4. Physical Implementation and Evaluation: The extended Snitch cluster was implemented using GlobalFoundries 12nm technology.
   • Cost: The VEXP extension adds only a 1.0% area overhead at the cluster level and a negligible 1.8% power overhead during workloads not using the EXP instruction.
   • Efficiency: The energy per exponentiation operation was reduced by over 500x (from 3433 pJ/Op to 6.39 pJ/Op).
   • Accuracy: Evaluated on pre-trained GPT-2 and ViT models, the VEXP approximation resulted in negligible accuracy degradation (<0.1%) compared to standard BF16, eliminating the need for model retraining.
   • Performance:
     • The optimized Softmax kernel achieved up to 162.7x lower latency and 74.3x lower energy compared to a baseline C implementation on the Snitch cluster.
     • Integrating the optimized Softmax into FlashAttention-2 yielded up to 8.2x higher throughput and 4.1x better energy efficiency.
     • On a scaled-up 16-cluster system, end-to-end inference for models like GPT-2, GPT-3, and ViT showed significant gains, with up to 5.8x latency reduction and 3.6x energy reduction compared to the baseline system without VEXP.

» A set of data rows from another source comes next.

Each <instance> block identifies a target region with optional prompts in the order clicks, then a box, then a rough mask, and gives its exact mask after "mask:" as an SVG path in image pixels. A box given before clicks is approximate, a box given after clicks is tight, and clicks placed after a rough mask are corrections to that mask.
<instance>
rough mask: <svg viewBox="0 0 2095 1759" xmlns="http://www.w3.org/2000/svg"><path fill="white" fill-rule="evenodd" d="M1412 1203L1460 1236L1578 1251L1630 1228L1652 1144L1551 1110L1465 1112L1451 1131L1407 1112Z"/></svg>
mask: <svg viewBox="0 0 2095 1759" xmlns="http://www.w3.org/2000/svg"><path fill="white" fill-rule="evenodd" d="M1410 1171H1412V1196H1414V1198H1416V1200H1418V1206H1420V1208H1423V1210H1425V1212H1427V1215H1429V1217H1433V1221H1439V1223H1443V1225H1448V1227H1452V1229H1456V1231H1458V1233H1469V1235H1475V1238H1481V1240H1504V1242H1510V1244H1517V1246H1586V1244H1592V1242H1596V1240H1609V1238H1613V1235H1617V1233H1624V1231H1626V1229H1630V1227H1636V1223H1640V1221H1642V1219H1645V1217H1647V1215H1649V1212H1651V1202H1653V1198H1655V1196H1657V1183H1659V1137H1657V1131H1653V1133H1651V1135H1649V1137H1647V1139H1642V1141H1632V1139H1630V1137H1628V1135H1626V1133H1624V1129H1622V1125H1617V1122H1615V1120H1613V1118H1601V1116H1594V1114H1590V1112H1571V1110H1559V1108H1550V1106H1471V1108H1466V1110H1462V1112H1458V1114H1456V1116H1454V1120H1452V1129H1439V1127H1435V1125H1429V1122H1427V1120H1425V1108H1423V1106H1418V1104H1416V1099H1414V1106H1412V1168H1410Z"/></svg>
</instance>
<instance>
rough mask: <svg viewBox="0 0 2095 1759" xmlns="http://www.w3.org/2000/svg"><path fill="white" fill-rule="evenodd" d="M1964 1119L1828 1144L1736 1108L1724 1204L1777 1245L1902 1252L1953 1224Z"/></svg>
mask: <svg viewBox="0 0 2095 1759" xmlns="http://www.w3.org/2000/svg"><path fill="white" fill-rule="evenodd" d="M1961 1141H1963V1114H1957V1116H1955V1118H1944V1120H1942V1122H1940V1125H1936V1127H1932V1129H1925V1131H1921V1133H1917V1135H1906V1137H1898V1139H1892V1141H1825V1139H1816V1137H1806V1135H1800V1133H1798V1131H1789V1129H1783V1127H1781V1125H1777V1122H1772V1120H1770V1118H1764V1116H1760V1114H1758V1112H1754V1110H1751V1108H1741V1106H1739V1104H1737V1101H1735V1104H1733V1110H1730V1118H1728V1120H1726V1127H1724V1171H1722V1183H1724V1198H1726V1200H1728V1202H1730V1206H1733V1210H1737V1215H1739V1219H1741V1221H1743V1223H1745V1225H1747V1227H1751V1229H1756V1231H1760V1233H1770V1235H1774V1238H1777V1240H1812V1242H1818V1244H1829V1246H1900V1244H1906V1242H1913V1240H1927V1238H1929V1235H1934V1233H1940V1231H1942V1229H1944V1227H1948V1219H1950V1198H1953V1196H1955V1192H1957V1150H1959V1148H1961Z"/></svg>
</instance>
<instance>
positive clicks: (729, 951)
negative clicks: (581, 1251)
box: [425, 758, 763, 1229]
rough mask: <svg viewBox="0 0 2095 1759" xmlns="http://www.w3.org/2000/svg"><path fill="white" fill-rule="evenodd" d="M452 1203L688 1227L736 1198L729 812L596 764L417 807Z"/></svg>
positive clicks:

The VEXP approach demonstrates that targeted ISA extensions for critical non-linear functions like exponentiation can provide substantial performance and energy benefits for complex models like Transformers with minimal hardware cost and without compromising accuracy or requiring model retraining. This makes it a practical solution for accelerating AI workloads on RISC-V based systems, particularly in edge or energy-constrained scenarios.

Implementation Details Summary:

• Algorithm: Enhanced Schraudolph method for BF16 $e^x$.
  • $x' = x / \ln(2)$
  • $$\exp(x) \approx 2^{\lfloor x' \rfloor} \cdot (1 + P(x' - \lfloor x' \rfloor))$$
  • $P(x)$ is a piecewise polynomial ($ax(x+b)$ form) optimized for BF16.
• Hardware: Dedicated EXP block integrated into Snitch FPU.
  • Supports 4-way BF16 SIMD (VFEXP).
  • 2-cycle latency, 1-cycle throughput per VFEXP.
• ISA: FEXP (scalar), VFEXP (vector) custom instructions.
• Software: Kernels optimized using VFEXP, FREP, SSR, and other SIMD instructions (VFMAX, VFADD, VFMUL).
• Platform: Snitch RISC-V cluster (8 cores, 128KiB SPM, DMA).
• Technology: GlobalFoundries 12nm.

The paper provides a comprehensive hardware/software co-design methodology for accelerating a specific bottleneck in Transformers, showcasing the benefits of domain-specific ISA extensions on programmable architectures like RISC-V.